PEKANBARU - Pemerintah Kota (Pemko) Pekanbaru akan lakukan sosialisasi yang komprehensif untuk penerapan Kawasan Tanpa Rokok (KTR). Pasalnya, kawasan tanpa rokok salah satu penunjang untuk Pekanbaru menjadi Kota Sehat.

Penjabat (Pj) Walikota Pekanbaru, Risnandar Mahiwa mengatakan, saat ini, Rancangan Peraturan Daerah (Ranperda) tentang kawasan tanpa rokok ini sedang digalakkan. Saat ini Ranperda tersebut sedang proses pembahasan oleh Panitia Khusus (Pansus) DPRD Kota Pekanbaru.

"Prinsipnya Pemko Pekanbaru mendukung untuk kegiatan ini hidup lebih sehat, tetapi memang perlu edukasi yang kuat, sehingga masyarakat juga bisa menerima," ujar Risnandar, Selasa (23/7/2024).

Menurutnya, Pemko Pekanbaru bersama stakeholder serta organisasi masyarakat perlu melakukan sosialisasi yang komprehensif juga agar kawasan tanpan rokok ini bisa terlaksana dengan baik.

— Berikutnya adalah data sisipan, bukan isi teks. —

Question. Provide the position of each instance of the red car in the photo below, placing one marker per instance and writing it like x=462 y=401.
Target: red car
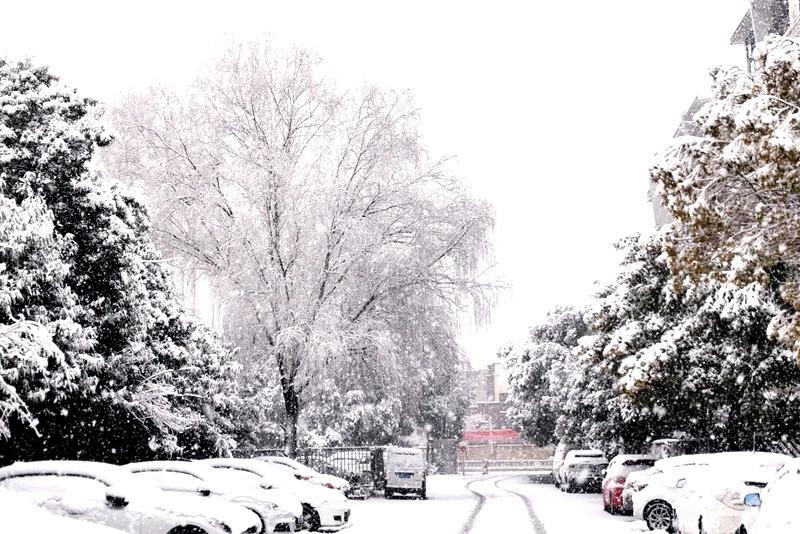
x=614 y=481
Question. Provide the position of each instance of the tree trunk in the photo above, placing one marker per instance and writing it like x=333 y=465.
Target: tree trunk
x=292 y=415
x=291 y=402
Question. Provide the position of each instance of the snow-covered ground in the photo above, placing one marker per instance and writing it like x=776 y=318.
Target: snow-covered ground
x=511 y=503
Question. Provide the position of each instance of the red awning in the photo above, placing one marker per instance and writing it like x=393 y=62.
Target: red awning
x=479 y=436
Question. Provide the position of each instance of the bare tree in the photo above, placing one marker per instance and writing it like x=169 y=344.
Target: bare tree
x=316 y=212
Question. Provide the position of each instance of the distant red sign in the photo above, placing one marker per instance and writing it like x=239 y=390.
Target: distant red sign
x=479 y=436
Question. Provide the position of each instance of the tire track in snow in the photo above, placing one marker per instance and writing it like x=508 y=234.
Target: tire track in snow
x=536 y=523
x=538 y=526
x=470 y=522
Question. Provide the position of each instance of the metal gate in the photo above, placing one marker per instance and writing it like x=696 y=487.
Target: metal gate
x=345 y=462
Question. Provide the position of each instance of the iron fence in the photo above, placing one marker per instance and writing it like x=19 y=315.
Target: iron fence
x=345 y=462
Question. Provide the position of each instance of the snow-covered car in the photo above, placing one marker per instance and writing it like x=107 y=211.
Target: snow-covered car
x=112 y=496
x=773 y=510
x=277 y=511
x=18 y=515
x=638 y=480
x=303 y=472
x=653 y=491
x=583 y=469
x=617 y=472
x=558 y=460
x=323 y=508
x=711 y=501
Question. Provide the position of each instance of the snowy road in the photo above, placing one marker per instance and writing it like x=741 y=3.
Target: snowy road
x=485 y=504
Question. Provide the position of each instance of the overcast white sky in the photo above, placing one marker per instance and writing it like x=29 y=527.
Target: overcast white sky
x=554 y=108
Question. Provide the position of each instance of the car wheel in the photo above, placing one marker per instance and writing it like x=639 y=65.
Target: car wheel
x=658 y=516
x=187 y=529
x=310 y=517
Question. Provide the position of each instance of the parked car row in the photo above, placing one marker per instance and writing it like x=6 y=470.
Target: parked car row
x=721 y=493
x=215 y=496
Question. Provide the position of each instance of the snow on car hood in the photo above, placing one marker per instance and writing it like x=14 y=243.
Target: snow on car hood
x=283 y=499
x=315 y=495
x=21 y=516
x=237 y=517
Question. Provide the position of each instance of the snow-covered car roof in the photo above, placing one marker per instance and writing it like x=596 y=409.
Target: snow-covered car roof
x=196 y=469
x=273 y=474
x=586 y=456
x=121 y=479
x=632 y=457
x=733 y=458
x=19 y=515
x=110 y=475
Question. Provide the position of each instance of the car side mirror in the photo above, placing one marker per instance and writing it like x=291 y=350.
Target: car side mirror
x=752 y=499
x=116 y=500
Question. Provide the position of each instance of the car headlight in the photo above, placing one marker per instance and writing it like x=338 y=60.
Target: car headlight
x=221 y=525
x=732 y=499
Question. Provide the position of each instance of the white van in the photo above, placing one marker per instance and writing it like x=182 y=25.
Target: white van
x=405 y=472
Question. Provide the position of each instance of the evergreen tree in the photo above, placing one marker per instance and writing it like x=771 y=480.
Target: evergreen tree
x=149 y=378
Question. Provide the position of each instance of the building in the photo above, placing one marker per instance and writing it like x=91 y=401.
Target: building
x=486 y=420
x=764 y=17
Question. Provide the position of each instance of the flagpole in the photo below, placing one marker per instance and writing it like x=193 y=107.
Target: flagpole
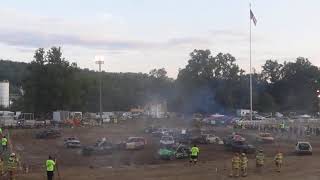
x=250 y=70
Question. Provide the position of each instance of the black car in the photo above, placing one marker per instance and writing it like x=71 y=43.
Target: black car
x=241 y=147
x=50 y=133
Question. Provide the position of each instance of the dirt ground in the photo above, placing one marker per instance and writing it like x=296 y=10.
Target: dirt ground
x=214 y=161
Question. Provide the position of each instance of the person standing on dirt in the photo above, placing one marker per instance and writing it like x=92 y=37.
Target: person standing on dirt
x=4 y=143
x=278 y=159
x=244 y=164
x=194 y=154
x=259 y=160
x=12 y=165
x=50 y=164
x=235 y=162
x=1 y=167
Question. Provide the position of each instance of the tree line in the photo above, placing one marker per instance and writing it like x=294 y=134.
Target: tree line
x=207 y=84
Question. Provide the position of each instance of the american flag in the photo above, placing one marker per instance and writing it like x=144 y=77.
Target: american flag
x=253 y=18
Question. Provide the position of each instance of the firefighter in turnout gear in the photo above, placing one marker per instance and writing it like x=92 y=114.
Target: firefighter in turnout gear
x=244 y=164
x=278 y=159
x=260 y=160
x=235 y=170
x=12 y=165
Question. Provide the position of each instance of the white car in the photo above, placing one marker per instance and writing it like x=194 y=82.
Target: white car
x=134 y=143
x=303 y=148
x=167 y=140
x=212 y=139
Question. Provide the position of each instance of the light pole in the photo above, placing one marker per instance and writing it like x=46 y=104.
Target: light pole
x=99 y=61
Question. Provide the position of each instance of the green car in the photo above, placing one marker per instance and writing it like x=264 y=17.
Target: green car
x=170 y=153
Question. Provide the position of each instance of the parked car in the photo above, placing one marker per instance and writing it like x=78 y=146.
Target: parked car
x=183 y=138
x=134 y=143
x=49 y=133
x=198 y=139
x=265 y=138
x=72 y=142
x=175 y=152
x=102 y=146
x=212 y=139
x=240 y=146
x=235 y=137
x=167 y=141
x=303 y=148
x=160 y=132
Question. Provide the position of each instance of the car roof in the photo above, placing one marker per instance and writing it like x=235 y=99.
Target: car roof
x=305 y=142
x=135 y=137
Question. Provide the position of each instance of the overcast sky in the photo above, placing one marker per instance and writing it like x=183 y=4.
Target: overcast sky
x=138 y=35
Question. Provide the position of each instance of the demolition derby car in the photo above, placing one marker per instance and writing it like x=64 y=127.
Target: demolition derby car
x=49 y=133
x=265 y=138
x=72 y=142
x=303 y=148
x=175 y=152
x=101 y=147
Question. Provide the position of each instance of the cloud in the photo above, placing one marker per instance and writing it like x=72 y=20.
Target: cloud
x=27 y=30
x=35 y=39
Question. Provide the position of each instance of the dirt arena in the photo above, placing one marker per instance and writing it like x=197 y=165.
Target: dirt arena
x=214 y=161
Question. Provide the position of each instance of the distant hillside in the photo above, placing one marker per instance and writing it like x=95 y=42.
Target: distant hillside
x=14 y=72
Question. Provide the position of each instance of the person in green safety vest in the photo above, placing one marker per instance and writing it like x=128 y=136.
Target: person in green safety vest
x=12 y=165
x=194 y=154
x=50 y=164
x=4 y=143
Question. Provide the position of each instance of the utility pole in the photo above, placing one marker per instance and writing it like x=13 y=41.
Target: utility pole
x=99 y=61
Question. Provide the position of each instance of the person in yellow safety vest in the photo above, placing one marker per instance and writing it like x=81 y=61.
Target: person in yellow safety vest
x=244 y=164
x=194 y=154
x=12 y=165
x=50 y=164
x=260 y=160
x=278 y=159
x=4 y=143
x=235 y=165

"Sosialisasi yang komprehensif, yang matang untuk melihat titik-tikm mana, kita melibatkan terkait dengan kawasan tanpa rokok ini," katanya.

Ia menilai, bahwa penerapan KTR ini prinsipnya saling membutuhkan. Tidak bisa juga pemerintah melarang semuanya.

"Kalau semuanya kita larang nanti bahaya teman-teman yang bergerak dibidang tembakau juha bisa merugi, dan penjual juga bisa merugi," jelasnya.

Untuk itu sebut Risnandar, dengan adanya KTR ini bisa menjadi ternatif-alternatif mana kawasan yang akan kita tindak lanjuti.

"Tetapi pada prinsipnya seperti kawasan pendidikan itu sifatnya wajib, harus dia kita berlakukan kawasan tanpa rokok," pungkasnya.